L'eredità che papa Francesco lascia al movimento per la pace
La notizia della morte di Papa Francesco segna la fine di un pontificato che ha lasciato un'impronta profonda non solo nella Chiesa, ma anche nel cuore di chi sogna un mondo più giusto, umano e pacifico.
È difficile trovare parole che siano all’altezza della sua testimonianza, ma tre immagini si stagliano, nitide, tra le tante che ci ha donato.

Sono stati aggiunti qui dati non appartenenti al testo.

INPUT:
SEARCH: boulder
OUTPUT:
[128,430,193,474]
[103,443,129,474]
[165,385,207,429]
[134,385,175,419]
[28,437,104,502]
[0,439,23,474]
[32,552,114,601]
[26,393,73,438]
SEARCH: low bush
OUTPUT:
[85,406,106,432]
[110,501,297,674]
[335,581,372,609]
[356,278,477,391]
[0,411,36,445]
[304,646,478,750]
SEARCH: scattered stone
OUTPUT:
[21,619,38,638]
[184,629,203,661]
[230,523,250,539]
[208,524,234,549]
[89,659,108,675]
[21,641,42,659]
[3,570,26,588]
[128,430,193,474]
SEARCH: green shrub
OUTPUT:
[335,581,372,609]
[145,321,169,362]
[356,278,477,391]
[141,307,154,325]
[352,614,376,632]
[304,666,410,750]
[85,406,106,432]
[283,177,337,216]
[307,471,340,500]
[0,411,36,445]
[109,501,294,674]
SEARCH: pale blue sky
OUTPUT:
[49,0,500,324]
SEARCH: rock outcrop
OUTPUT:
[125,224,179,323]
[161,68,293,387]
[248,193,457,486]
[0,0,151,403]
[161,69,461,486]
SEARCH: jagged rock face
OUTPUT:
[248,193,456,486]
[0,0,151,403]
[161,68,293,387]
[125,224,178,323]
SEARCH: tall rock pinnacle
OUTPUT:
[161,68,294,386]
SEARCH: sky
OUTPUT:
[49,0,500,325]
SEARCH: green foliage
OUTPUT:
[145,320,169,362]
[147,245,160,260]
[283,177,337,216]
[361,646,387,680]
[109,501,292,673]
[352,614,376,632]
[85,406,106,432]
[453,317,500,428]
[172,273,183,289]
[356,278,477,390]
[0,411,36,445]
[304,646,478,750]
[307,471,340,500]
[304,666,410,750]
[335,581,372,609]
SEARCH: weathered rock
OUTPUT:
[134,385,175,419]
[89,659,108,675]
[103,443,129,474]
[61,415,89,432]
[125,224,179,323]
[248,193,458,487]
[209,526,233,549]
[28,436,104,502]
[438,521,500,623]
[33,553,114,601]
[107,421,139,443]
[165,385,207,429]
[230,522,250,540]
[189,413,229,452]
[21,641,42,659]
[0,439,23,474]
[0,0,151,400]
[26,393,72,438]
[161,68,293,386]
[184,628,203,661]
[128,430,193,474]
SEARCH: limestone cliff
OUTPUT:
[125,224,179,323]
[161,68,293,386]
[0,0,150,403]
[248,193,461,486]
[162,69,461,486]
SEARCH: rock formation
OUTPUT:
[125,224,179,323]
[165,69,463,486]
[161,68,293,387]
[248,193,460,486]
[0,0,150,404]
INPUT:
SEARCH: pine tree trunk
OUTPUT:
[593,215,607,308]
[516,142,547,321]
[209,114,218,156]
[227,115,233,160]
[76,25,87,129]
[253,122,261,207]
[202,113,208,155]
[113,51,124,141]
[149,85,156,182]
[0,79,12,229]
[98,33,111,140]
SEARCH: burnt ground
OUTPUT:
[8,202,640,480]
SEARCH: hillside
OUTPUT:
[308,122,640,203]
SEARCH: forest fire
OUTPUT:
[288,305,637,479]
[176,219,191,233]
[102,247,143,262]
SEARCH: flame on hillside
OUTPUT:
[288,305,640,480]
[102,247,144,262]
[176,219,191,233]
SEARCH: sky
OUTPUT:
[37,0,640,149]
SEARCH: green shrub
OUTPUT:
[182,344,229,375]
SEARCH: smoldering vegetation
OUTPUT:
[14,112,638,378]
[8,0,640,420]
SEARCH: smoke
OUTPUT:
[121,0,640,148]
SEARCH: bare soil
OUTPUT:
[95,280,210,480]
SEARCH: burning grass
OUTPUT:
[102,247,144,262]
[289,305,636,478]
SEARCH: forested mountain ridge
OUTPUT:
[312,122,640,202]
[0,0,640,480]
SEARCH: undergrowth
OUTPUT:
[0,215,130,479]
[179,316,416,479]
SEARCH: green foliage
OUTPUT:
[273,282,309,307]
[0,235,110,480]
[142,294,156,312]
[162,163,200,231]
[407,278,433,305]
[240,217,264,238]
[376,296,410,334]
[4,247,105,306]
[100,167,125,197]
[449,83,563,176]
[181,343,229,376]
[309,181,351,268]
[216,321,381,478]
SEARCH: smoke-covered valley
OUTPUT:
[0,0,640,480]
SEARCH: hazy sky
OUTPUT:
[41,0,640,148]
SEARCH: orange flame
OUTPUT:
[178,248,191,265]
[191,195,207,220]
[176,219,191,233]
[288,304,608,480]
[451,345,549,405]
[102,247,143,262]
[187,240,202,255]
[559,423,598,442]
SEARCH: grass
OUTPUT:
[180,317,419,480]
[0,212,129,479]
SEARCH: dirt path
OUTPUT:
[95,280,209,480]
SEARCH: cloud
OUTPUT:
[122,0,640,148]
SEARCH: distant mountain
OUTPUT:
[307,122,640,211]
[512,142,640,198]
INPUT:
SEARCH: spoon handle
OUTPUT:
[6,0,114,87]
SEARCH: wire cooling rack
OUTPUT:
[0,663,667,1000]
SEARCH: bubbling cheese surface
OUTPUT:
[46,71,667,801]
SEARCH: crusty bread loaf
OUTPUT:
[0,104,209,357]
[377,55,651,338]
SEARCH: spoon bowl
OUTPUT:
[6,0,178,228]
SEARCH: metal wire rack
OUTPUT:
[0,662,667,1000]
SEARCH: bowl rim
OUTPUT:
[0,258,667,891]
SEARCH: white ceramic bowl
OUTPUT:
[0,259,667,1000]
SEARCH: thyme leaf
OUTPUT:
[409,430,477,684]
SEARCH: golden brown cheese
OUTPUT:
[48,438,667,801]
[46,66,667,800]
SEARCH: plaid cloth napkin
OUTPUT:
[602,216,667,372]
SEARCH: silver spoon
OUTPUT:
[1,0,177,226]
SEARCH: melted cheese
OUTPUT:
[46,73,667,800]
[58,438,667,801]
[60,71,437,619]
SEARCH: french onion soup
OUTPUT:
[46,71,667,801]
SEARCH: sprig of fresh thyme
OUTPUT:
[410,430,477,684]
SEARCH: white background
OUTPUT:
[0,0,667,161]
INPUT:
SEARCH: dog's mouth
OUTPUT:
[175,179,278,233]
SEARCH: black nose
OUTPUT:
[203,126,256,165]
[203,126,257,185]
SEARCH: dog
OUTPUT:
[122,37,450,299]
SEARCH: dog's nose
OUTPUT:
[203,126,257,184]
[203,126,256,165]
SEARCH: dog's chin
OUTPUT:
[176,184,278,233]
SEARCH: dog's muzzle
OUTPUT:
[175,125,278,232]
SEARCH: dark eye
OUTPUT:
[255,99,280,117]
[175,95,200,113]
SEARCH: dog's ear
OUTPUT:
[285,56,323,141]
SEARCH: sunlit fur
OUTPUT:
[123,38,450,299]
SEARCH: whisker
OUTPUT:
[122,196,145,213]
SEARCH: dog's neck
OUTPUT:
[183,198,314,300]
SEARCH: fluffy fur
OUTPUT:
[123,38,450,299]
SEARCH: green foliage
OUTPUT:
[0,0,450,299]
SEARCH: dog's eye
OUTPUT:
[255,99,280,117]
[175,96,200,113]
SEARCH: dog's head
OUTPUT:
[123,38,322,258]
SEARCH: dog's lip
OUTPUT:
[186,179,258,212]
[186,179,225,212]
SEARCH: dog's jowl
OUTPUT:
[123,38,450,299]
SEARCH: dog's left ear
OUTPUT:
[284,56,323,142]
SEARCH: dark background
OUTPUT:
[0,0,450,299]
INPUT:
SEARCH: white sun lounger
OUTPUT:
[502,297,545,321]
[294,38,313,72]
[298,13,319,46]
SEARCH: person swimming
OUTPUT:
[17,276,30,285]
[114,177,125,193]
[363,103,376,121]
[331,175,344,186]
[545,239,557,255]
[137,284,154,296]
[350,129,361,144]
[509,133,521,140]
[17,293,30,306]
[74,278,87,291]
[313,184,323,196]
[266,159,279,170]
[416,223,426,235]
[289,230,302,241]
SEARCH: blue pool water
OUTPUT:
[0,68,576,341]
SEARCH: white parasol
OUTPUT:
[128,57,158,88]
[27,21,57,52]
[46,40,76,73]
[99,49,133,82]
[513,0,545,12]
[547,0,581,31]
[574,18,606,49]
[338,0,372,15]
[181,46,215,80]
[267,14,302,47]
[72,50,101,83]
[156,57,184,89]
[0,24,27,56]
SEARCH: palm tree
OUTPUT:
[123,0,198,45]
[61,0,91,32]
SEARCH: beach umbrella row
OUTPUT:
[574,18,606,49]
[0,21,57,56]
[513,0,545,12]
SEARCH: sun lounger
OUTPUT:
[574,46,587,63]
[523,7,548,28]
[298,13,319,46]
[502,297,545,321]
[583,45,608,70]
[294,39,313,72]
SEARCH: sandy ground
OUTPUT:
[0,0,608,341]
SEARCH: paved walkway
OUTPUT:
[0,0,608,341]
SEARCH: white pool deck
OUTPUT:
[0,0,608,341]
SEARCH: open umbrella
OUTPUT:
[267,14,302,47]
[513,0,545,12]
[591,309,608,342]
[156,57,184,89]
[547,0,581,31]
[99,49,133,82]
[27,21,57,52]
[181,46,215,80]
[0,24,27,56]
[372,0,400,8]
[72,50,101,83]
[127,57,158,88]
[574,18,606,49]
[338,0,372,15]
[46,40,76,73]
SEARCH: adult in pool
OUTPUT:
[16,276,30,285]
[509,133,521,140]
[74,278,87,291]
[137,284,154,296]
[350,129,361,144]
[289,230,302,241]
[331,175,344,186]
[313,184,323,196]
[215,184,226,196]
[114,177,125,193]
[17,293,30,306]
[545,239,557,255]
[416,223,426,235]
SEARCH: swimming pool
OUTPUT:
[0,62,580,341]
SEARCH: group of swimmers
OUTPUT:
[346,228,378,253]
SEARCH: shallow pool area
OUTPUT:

La prima è quella del papa che accorcia le distanze. Non ha mai indossato i paramenti del potere, ma il grembiule del servizio. Ha accarezzato i malati, stretto i bambini, parlato alle persone guardandole negli occhi. Come Papa Giovanni XXIII – il “papa buono” che nel 1962 invitò i genitori a portare la carezza del Papa ai loro figli – anche Francesco ha saputo toccare i cuori, riportando il pontificato a una dimensione di umanità semplice e autentica. Era un uomo tra gli uomini, e questa sua empatia ha rotto ogni barriera gerarchica, ogni freddo protocollo.
La seconda immagine è quella della semplicità. Scegliendo il nome di Francesco d’Assisi, non ha scelto solo un richiamo spirituale, ma una rotta precisa: quella della povertà, della giustizia, dell’amore per il creato. È stato il primo papa a parlare con una intera enciclica di “ecologia integrale”, collegando la crisi ambientale all’ingiustizia sociale e allo sfruttamento delle risorse globali. Con la Laudato si’, ha dato voce a un nuovo pensiero spirituale ed etico, erede della visione di Francesco d'Assisi ma capace di attualizzarsi e di dialogare con scienziati, attivisti, giovani, popoli indigeni. Ha riconsegnato al mondo l’idea che la Terra è una casa comune, non una proprietà da saccheggiare per i profitti, l'avidità e gli egoismi del mondo più ricco.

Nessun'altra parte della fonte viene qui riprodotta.